C'était aussi un usage et un principe consacré par tous les traités, bien que les gouvernements chrétiens aient eu plusieurs fois à soutenir les réclamations de leurs nationaux sur l'inobservation de cette coutume, que les droits d'importation n'étaient exigibles qu'après la vente réelle des marchandises, ou bien au départ du marchand dont les opérations s'étaient bornées à des achats. Mais il était entendu partout que le droit d'importation sur les espèces monnayées (5 pour 100) était exigible à l'entrée même de ces espèces dans le royaume. Il semble avoir été admis en outre dans toutes les douanes que les chrétiens pouvaient payer les droits soit en argent, soit en marchandises. Si le marchand préférait acquitter le tarif en nature, le règlement se faisait ordinairement à l'entrée en douane des marchandises et sur les évaluations équitablement établies par les amin, experts ou courtiers de l'administration.

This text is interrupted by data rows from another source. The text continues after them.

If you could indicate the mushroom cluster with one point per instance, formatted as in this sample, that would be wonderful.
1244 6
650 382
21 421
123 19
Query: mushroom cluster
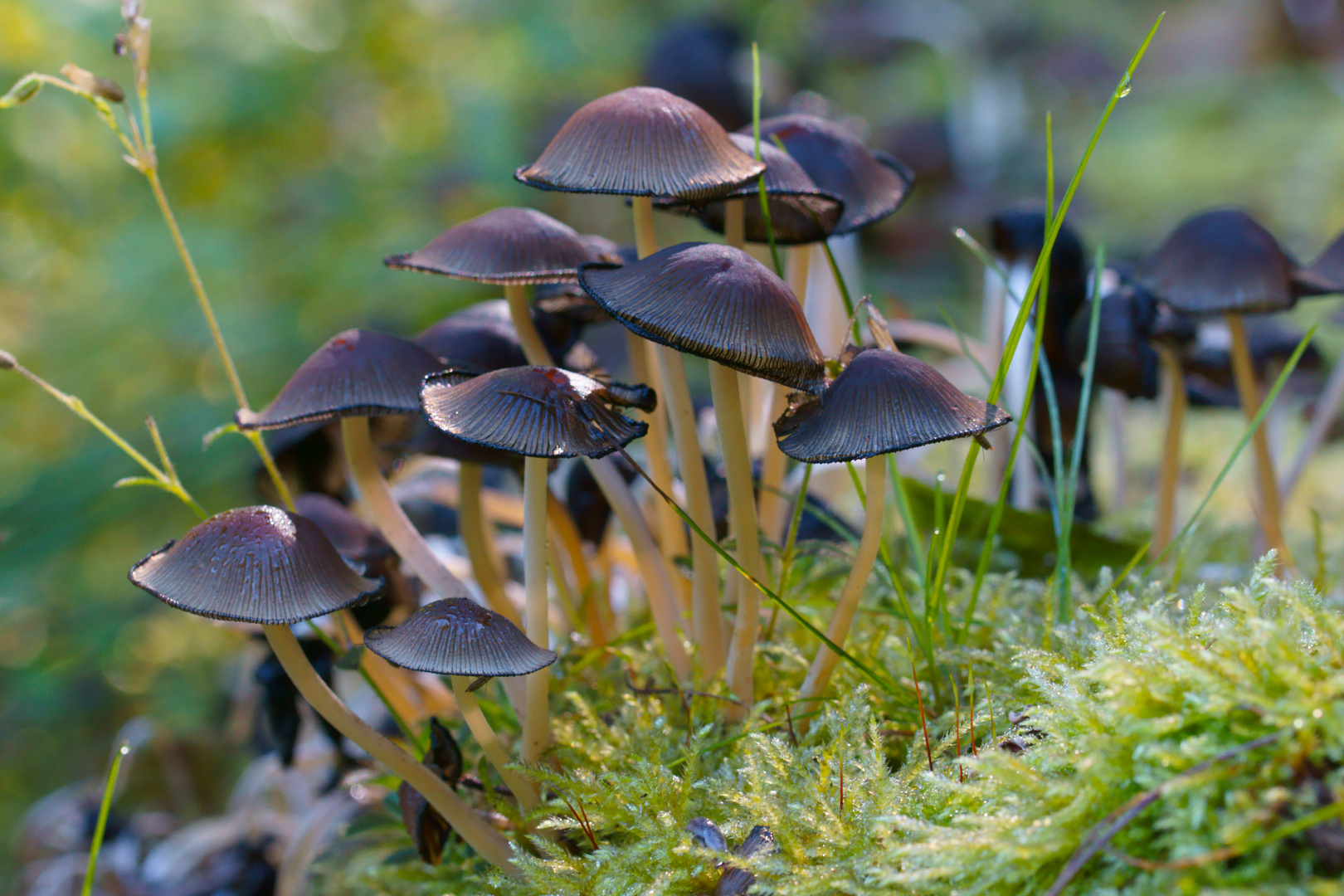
509 387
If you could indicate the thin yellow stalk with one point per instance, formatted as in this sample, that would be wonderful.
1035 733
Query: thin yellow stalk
537 713
824 664
472 828
1248 390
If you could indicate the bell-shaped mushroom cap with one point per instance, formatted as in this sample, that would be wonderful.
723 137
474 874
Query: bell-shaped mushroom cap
871 184
537 411
347 533
800 212
882 402
718 303
503 246
1326 275
253 564
1124 360
1220 261
641 141
459 637
355 373
483 336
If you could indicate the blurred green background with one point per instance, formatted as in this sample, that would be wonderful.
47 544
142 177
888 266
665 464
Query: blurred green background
304 140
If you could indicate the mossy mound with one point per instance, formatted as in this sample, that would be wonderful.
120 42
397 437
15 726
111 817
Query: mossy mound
1207 731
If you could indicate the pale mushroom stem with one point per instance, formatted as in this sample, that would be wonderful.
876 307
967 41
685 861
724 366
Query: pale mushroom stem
819 674
1248 390
704 568
537 712
674 540
1327 411
567 535
657 586
1174 390
476 535
375 494
472 828
489 743
737 464
735 223
773 462
527 336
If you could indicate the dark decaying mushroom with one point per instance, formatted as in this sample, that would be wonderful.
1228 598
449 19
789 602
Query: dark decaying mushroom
1225 262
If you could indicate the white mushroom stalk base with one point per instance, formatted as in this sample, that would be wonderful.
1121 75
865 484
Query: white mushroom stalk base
537 713
472 828
377 497
819 674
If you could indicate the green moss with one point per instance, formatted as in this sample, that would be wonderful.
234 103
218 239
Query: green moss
1146 689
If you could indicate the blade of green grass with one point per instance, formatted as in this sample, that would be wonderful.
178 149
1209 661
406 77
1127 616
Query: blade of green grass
1241 444
1064 561
101 826
964 486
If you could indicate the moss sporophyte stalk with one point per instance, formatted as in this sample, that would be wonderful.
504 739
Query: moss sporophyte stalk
622 719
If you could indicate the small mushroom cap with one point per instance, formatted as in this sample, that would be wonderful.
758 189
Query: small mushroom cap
1125 360
254 564
355 373
882 402
351 538
800 212
503 246
871 184
641 141
459 637
1220 261
717 303
537 411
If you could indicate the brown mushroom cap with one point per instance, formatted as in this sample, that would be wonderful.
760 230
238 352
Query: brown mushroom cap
253 564
871 184
355 373
800 212
717 303
1220 261
641 141
503 246
882 402
459 637
537 411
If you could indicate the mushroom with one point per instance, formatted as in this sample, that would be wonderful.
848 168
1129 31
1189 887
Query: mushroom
882 402
353 377
273 568
472 645
544 412
1224 262
1018 236
511 247
645 143
721 304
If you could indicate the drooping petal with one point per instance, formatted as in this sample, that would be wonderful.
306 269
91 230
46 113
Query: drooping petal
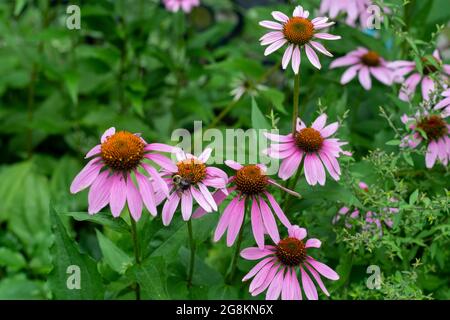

Quant à l'époque du payement effectif, chaque nation semble avoir eu des habitudes différentes. Les Pisans obtinrent dans le royaume de Tunis des facilités exceptionnelles. Les traités de 1264 et 1313 portent d'une manière générale que leurs nationaux ne seront tenus de payer les droits de douane qu'à l'époque de leur départ, et que ceux d'entre eux qui resteraient en Afrique auraient la faculté de régler leurs comptes de douane définitifs au bout de trois ans. Les Pisans consentirent plus tard à réduire le délai à six mois, à compter du moment de la vente des marchandises; et les Florentins, en succédant à leurs privilèges, conservèrent cet usage.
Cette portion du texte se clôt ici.